Once the news broke, Alex Kontos from the long-term maintenance fork project Waterfox immediately expressed opposition in a public response, leading to a debate in the browser industry over the “soul position.”
Firefox once marketed itself with privacy and autonomy as selling points, but as advertising and search revenue dwindled, its operating cash flow became increasingly strained. The new CEO Enzor-DeMeo has bet on AI, such as integrating summaries, rewriting, and search assistants beside tabs, while retaining a “global close” button to reassure the community.
This seems like a compromise, but in reality, it locks the AI model into the underlying layer of the browser, which subverts Firefox's original product positioning regarding community support.
The Waterfox team believes that AI plugins and native tools can be selected, but making LLM a default component would cause the browser to automatically filter information and rewrite content, making it difficult for users to perceive the boundary between real web pages and AI-generated results.
Alex Kontos emphasized:
We must distinguish between auditable machine learning and unpredictable LLMs. The browser should be your tool, not your broker.
Waterfox retains the Gecko core, supports Widevine DRM, but explicitly rejects the integration of LLM, providing a way out for hardcore users who value digital sovereignty.
Integrating LLM into the rendering layer is equivalent to inserting potential leakage channels into each tab. The community indicates that prompt injection allows attackers to alter AI behavior through hidden commands, further gaining access to leaked passwords or cookies. To improve summary quality, the browser also needs to send the page context back to the cloud, circulating among third parties like OpenAI and Anthropic, making the transmission chain increasingly opaque.

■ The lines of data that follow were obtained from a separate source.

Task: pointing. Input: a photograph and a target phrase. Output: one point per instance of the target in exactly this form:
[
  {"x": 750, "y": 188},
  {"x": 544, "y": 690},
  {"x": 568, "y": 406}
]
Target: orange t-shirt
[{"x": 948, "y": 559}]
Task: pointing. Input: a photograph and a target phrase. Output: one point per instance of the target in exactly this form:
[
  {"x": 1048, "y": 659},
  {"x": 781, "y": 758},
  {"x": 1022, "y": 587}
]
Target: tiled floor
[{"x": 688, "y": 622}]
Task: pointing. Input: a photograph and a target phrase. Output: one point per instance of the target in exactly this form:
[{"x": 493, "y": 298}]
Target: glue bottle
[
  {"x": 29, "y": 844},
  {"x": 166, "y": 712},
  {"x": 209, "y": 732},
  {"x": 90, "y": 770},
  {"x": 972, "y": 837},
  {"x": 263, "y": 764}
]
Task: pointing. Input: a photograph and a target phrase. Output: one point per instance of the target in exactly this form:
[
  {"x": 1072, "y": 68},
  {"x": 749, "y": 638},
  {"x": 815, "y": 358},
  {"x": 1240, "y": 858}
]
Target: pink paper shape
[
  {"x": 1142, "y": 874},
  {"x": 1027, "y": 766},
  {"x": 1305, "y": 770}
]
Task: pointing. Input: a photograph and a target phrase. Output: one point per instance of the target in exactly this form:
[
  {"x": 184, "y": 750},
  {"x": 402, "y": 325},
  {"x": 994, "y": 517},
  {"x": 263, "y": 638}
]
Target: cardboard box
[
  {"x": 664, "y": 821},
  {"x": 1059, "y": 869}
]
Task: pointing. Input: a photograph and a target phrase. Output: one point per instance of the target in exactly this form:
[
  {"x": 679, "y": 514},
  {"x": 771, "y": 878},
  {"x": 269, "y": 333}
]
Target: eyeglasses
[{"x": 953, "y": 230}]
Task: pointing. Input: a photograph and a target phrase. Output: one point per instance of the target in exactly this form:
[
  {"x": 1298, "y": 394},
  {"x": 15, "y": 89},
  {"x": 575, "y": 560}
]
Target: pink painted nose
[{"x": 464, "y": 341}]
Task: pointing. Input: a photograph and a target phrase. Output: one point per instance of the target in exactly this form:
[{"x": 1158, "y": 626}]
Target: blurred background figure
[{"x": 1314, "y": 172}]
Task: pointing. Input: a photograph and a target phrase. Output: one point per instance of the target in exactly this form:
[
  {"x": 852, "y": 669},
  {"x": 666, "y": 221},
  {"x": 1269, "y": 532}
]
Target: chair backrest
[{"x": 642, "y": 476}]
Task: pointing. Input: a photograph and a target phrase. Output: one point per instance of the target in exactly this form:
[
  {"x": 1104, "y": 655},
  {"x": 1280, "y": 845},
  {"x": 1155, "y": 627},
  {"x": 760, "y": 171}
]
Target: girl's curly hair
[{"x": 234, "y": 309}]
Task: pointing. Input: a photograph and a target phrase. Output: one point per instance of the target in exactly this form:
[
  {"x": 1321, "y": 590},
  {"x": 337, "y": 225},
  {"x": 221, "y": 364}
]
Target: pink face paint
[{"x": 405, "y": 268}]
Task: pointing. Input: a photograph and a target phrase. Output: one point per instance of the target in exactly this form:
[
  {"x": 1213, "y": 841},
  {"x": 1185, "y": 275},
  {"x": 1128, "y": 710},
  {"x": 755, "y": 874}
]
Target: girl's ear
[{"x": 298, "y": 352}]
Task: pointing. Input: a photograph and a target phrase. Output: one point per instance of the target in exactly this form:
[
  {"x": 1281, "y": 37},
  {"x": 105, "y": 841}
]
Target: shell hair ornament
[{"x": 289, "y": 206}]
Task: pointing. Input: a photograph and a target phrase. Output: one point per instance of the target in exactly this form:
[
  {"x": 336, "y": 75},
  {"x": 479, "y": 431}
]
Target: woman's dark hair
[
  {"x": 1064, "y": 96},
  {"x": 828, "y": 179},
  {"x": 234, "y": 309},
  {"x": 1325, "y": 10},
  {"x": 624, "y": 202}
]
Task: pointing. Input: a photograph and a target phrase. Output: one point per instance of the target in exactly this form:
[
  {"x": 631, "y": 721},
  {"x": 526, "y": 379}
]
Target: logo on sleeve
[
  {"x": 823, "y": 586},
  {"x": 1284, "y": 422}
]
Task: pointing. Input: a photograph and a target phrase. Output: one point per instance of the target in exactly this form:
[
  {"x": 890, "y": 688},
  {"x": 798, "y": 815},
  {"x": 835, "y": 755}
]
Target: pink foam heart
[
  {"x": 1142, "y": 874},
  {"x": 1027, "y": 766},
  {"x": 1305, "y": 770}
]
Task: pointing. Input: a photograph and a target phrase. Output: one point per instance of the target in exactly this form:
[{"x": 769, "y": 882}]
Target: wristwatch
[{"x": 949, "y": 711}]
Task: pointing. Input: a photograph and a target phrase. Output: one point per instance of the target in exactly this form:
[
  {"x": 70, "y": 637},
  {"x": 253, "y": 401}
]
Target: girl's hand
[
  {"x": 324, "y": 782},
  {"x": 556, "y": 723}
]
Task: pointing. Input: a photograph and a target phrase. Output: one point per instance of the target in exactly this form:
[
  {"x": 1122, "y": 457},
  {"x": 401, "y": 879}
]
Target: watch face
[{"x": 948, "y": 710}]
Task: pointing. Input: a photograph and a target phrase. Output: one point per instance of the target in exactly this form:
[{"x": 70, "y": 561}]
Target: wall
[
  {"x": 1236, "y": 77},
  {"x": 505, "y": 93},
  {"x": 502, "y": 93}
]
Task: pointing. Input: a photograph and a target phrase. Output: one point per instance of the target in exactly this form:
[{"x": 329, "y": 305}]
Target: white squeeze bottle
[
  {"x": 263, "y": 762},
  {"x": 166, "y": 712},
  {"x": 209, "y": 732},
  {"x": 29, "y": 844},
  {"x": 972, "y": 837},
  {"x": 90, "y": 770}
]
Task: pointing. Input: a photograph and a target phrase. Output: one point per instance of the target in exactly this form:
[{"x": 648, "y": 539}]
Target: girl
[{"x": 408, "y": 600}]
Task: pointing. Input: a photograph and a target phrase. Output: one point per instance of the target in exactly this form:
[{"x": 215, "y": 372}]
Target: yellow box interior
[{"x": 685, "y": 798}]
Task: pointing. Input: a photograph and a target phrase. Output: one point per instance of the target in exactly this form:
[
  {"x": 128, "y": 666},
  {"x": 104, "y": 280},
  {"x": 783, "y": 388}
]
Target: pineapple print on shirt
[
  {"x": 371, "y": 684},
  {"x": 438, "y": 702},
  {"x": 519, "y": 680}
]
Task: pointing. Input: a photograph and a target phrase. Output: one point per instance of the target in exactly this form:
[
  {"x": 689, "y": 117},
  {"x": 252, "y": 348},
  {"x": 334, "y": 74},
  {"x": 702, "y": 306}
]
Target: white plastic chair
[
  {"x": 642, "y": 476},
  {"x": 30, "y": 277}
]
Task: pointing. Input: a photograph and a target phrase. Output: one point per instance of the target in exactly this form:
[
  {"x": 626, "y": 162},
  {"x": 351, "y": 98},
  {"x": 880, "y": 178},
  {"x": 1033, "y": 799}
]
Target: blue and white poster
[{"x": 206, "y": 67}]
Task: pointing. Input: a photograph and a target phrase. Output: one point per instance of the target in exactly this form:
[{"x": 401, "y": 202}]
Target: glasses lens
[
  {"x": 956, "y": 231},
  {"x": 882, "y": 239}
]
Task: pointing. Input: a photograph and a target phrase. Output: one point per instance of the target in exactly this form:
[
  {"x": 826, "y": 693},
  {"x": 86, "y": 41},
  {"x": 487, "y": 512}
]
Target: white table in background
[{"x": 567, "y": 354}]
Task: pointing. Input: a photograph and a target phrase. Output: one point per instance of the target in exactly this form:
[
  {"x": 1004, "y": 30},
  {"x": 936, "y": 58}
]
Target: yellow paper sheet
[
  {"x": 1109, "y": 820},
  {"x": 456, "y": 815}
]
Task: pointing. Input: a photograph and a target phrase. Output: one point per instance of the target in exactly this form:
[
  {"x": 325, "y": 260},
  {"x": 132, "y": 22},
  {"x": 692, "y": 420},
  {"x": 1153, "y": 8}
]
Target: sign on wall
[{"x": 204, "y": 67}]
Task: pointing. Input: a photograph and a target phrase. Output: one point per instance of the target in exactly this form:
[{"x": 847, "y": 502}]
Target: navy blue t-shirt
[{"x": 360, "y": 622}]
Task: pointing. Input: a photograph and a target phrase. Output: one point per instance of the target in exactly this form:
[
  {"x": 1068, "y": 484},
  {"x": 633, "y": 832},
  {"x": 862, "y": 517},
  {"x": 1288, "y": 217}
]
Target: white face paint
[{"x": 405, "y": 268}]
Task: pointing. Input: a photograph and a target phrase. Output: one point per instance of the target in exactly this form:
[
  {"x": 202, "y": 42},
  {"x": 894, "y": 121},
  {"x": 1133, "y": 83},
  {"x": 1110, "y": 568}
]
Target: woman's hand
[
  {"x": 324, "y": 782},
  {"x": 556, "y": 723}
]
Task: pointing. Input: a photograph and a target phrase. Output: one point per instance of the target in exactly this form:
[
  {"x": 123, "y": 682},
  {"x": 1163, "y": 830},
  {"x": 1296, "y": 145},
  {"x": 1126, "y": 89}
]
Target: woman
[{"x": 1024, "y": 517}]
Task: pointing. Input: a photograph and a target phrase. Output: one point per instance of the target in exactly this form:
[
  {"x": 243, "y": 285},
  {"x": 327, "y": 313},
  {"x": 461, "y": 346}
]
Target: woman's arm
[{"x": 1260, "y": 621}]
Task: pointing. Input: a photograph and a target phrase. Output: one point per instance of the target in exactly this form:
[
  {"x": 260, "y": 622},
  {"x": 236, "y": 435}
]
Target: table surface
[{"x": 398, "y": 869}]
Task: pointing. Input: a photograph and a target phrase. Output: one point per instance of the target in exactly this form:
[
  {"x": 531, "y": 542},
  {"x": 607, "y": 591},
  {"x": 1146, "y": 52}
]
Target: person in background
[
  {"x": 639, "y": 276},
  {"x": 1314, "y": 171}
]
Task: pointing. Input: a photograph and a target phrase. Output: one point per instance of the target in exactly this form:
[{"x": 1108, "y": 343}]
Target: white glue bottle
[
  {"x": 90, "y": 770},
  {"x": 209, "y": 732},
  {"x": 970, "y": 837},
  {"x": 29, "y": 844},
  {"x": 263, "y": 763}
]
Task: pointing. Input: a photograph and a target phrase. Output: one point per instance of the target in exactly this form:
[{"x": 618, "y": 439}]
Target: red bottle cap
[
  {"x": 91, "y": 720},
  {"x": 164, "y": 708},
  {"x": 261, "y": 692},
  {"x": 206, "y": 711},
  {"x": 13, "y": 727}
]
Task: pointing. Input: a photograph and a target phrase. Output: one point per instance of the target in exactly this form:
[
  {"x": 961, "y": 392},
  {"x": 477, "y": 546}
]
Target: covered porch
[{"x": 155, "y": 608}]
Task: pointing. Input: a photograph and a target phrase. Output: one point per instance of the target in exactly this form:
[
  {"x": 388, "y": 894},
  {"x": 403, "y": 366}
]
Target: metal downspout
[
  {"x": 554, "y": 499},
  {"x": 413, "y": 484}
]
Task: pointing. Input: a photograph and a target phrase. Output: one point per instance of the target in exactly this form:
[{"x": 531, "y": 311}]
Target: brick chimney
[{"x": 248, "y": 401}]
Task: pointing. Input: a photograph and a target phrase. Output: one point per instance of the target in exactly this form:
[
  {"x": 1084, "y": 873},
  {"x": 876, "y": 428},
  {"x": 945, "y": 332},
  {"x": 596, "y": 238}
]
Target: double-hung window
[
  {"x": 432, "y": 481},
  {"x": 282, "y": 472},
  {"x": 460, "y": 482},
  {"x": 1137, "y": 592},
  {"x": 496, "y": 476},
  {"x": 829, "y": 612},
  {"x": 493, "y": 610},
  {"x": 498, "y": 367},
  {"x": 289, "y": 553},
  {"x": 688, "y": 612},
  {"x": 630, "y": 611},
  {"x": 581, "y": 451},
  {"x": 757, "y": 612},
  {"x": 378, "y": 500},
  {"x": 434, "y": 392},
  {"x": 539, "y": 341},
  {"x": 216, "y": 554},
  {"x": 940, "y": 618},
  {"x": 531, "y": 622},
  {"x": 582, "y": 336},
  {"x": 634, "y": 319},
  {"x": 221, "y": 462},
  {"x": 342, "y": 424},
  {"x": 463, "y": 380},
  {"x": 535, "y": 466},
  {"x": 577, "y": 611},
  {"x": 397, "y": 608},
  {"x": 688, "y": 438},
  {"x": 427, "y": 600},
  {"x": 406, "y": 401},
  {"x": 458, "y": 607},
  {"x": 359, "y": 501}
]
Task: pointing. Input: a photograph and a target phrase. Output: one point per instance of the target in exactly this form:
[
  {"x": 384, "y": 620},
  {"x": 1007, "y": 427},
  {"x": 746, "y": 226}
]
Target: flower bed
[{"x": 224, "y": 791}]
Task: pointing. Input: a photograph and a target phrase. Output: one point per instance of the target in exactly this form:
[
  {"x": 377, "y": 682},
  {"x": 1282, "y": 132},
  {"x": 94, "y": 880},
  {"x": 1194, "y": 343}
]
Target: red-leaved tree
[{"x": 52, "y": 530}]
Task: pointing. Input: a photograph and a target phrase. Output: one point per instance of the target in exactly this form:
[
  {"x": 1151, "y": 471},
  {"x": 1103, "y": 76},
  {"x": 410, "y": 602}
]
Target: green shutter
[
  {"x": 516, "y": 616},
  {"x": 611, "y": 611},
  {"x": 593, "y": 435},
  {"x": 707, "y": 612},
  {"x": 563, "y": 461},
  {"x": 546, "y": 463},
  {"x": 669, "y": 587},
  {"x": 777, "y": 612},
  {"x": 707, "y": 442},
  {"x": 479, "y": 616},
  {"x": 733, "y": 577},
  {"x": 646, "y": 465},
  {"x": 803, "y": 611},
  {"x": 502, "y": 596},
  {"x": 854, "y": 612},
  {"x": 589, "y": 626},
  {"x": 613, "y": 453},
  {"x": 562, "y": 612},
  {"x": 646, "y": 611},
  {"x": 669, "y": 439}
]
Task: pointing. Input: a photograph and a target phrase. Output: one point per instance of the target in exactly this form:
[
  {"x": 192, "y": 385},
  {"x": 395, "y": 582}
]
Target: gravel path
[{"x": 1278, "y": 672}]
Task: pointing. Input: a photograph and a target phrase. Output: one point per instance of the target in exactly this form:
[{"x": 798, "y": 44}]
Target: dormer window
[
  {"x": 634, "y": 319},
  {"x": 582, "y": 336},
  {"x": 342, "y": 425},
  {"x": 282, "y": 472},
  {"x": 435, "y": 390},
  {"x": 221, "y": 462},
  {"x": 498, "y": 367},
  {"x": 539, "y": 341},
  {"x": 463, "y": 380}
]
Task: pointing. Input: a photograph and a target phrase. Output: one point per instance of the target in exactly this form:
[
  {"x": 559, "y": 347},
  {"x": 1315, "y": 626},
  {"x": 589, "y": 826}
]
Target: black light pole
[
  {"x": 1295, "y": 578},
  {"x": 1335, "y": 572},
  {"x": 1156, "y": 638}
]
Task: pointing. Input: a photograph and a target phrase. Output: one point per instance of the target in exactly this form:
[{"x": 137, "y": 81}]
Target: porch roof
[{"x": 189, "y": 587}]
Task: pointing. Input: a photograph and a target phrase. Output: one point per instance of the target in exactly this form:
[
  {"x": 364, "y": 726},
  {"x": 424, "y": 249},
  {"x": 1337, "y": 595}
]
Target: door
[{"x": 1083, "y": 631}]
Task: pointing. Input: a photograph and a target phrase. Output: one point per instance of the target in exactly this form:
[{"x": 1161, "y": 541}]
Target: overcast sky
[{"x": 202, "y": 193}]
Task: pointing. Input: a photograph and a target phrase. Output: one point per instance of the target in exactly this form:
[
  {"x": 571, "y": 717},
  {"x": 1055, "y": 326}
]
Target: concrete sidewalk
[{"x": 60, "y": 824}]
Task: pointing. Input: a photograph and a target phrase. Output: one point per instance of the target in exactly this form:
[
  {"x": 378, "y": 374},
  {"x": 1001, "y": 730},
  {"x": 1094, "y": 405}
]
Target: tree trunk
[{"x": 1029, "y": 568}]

For users who are accustomed to using the “track” extension for a long time, turning it off does not mean it can be trusted.
The browser front is rapidly diversifying: Arc, Edge, and the new Firefox stand in the “one-stop AI portal” camp, while Waterfox, LibreWolf, and others proudly wave the banner of local computing and minimum permissions.
The former competes for mainstream traffic, while the latter holds onto a small but highly engaged user base of privacy advocates. Whether AI can save Firefox will be evident in the active devices and search revenue sharing report in mid-2026.
To be honest, if you care about the current capabilities of AI tools, why would you use Firefox? The dissolution of the Mozilla Japan community is not without reason; Mozilla has deeply hurt the hearts of long-time users.